Contemporary representational artists such as John Currin and Eric Fischl(above) cultivate an extreme shallowness in their work: they focus their energy on the most superficial layers of reality. Currin has developed a remarkable Venetian technique that he uses to direct attention to the surface texture of his paintings. Analogous precedents, such as Titian and Velasquez, also focused on surfaces, but their canvases suggest an inner life beyond the paint. Behind a Fischl painting one senses a great void, an emptiness emphasized by the unnatural arrangement of figures and by the vacuum of space that isolates them.
On the other side of the spectrum are artists who distort or abstract the figure but intend to show complex inner states. Laylah Ali‘s paintings often carry an emotional charge similar in intensity to Goya’s The Third of May, that feeling of inevitability in the face of suffering. Her figures, though, are cartoons painted on flat backgrounds. Their bodies are pared down to the emotive fundamentals necessary to spark empathy: eyes and mouths are drawn with the most care. Her ‘Greenheads’ are carefully arranged, and despite their simplified appearance, they evoke specific sociological positions.

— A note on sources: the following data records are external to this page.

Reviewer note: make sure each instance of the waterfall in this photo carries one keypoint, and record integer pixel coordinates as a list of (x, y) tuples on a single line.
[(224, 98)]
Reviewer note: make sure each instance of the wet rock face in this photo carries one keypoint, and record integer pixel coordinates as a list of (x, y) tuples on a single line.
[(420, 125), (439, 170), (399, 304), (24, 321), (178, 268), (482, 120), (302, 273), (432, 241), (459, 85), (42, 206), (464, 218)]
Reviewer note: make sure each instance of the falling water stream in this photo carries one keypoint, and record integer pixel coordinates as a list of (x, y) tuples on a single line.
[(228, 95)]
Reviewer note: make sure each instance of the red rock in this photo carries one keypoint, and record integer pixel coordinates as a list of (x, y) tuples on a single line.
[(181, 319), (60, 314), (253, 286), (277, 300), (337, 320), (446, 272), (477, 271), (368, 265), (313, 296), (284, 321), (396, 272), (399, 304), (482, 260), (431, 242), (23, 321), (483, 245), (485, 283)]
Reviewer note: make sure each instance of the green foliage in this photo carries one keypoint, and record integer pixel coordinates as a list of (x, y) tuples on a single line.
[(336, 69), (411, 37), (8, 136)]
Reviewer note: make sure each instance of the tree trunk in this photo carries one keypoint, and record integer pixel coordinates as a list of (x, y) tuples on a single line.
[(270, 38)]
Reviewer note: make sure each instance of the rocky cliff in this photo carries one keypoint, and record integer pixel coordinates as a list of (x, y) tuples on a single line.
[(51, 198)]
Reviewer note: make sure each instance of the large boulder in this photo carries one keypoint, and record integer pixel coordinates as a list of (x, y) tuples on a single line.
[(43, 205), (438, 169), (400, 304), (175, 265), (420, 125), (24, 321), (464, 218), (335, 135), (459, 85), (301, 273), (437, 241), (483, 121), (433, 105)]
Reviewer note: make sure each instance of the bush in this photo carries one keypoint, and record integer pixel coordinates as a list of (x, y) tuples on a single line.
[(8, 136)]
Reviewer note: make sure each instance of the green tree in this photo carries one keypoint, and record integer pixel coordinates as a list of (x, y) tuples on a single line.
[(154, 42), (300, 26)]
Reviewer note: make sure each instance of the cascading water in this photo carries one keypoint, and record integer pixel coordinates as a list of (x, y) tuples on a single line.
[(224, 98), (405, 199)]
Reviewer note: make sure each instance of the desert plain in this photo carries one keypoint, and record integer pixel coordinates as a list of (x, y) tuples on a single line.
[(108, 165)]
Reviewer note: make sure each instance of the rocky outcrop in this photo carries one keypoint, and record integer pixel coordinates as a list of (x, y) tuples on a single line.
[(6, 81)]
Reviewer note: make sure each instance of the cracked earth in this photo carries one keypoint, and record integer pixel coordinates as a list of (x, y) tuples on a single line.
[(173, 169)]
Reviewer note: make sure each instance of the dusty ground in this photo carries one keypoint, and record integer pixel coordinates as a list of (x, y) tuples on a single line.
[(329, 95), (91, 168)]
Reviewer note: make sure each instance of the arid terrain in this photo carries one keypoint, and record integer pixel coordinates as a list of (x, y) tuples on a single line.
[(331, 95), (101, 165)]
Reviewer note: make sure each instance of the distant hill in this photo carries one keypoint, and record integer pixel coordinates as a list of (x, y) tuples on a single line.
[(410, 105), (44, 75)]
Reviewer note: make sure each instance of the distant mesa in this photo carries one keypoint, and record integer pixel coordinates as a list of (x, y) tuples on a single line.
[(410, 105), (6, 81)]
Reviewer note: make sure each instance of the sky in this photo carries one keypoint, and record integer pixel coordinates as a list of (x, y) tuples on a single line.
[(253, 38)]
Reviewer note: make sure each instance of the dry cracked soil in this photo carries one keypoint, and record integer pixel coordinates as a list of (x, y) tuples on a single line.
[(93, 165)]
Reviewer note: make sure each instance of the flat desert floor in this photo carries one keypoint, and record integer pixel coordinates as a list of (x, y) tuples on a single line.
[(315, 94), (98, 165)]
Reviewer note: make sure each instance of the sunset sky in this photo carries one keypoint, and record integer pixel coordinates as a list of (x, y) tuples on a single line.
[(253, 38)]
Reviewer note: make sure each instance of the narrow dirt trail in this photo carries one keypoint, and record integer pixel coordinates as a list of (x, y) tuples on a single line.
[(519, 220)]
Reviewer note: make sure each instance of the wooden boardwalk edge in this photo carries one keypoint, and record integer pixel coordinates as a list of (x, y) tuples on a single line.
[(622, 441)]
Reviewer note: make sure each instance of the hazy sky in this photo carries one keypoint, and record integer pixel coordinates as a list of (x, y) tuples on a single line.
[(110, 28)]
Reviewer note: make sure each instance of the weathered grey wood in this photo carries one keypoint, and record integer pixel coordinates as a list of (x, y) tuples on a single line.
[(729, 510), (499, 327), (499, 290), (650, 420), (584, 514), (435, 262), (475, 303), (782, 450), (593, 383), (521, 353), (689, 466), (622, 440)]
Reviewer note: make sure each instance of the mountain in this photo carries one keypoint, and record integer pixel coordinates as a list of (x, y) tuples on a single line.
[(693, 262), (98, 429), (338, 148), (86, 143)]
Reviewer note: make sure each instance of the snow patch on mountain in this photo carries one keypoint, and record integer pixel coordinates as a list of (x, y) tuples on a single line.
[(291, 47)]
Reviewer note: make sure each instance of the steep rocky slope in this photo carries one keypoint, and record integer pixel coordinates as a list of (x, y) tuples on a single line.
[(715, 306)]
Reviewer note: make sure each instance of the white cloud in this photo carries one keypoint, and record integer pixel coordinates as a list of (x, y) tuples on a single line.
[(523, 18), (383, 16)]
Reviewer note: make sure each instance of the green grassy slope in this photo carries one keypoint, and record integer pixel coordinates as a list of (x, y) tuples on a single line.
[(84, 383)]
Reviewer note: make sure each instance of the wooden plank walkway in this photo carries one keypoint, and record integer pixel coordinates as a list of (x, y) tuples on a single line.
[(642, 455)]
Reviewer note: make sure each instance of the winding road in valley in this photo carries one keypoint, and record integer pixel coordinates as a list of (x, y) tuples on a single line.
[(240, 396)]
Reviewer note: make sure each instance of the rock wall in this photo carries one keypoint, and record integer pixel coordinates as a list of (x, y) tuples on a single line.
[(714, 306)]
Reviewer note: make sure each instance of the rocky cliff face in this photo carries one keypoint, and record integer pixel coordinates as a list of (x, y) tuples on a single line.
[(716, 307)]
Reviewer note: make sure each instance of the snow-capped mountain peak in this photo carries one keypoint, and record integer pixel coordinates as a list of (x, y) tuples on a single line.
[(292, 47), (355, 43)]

Daniel Richter is a figurative painter closer to the Expressionist tradition: his distortions are painterly and evocative. With Richter, it’s like looking beneath the veil of Maya. His world is as black and infinite as deep space. The figures in his work are like polychromatic ghosts moving along deterministic paths. He reaches towards the human soul in his paintings and comes back with nightmarish ectoplasm.
So, are there trends between these artists? Isolation of minds, maybe. A sense of determinism, of semi-sentient beings acting out unalterable scenes. A sense of emptiness. Most notably, an inversion between realism of execution and emotional depth.